We demonstrate that the experimentally observed positive G-actin gradient (increasing toward the leading edge) in the P domain can be maintained if rapid forward-directed fluid flow of the cytoplasm on the order of 10–20 μm/min exists in the P domain. This predicted flow would significantly increase the G-actin concentration at the leading edge, accelerating the actin treadmill. Forward-directed fluid flow has been directly observed in keratocytes (5). Further research will be needed to observe and measure fluid flow directly in growth cones. More detailed future models could also help distinguish the potential roles of forward-directed fluid flow and other hypothetical forms of active transport of G-actin, such as myosin transport along filopodia (49).

Another future extension for our model is to predict the behavior of the system when substrate adhesion increases in response to external guidance cues. A careful treatment of the question will require a submodel for adhesion dynamics, similar to that in Chan and Odde (27), but we can make some simple initial predictions based on the conclusions of the study described here. Assuming, according to previous modeling (10,11) and observations (12), that adhesion to the substrate generates viscous-like friction, Eq. 3, which describes the force balance on the P domain, can be rewritten as $f_m+f_T=\left({\xi }_{break}+{\xi }_{adh}\right)v_r$, where ${\xi }_{adh}$ is the effective adhesion drag coefficient. When adhesion increases drastically, this equation says that the retrograde flow is almost canceled. In the treadmill stage, the polymerization rate at the front is balanced by the speed of the retrograde actin flow. This means that when the flow is canceled by the adhesion, the protrusion speed will be equal to the polymerization rate, and thus to the retrograde flow speed when the cell was stationary. The P-domain width after the adhesion increase, according to the model, will not change. Expanded to 2D, this model predicts that the cone can turn by establishing an asymmetric adhesion pattern, in which case asymmetric retrograde flow and protrusions will emerge, as suggested in Danuser and Oldenbourg (50). Note, however, that another study (51) proposes that the retrograde flow is symmetric, and instead, variations of the polymerization rate govern the turning behavior.
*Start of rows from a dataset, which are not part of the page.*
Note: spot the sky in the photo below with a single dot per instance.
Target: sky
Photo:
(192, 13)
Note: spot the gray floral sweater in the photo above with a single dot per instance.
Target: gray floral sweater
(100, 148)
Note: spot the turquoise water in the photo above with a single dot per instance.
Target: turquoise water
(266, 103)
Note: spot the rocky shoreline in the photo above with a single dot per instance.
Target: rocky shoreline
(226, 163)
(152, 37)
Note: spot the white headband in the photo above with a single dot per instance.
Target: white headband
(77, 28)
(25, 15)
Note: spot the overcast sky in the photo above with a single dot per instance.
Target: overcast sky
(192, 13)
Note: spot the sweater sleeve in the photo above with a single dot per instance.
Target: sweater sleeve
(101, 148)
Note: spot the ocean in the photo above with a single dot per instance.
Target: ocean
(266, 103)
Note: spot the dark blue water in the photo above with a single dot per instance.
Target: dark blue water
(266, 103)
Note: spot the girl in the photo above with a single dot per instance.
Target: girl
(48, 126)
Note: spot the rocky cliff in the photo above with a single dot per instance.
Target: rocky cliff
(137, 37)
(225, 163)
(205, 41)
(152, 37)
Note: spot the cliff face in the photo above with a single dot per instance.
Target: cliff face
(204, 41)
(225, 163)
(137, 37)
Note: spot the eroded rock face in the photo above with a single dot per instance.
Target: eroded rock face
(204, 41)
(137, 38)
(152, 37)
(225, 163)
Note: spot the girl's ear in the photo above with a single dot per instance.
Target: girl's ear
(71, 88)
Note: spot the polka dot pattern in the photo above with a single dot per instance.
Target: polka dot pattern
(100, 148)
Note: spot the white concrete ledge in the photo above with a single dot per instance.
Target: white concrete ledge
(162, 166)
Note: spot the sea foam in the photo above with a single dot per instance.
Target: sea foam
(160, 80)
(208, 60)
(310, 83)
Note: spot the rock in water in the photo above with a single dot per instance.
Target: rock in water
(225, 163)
The importance of the nerve growth-cone mechanics in motility (52) and of mechanical cues in its guidance (53) is well established. Thus, the quantitative description of the growth-cone mechanics resulting from our study is an important step toward a more complete understanding of nervous system development. In the future, a more detailed mechanical model should incorporate the effects of compression and shear in the lamellipodium (52). Another future application of the model could be to analyze the role of microtubules and microtubule-based motors in the actin treadmill and growth-cone turning (54,55).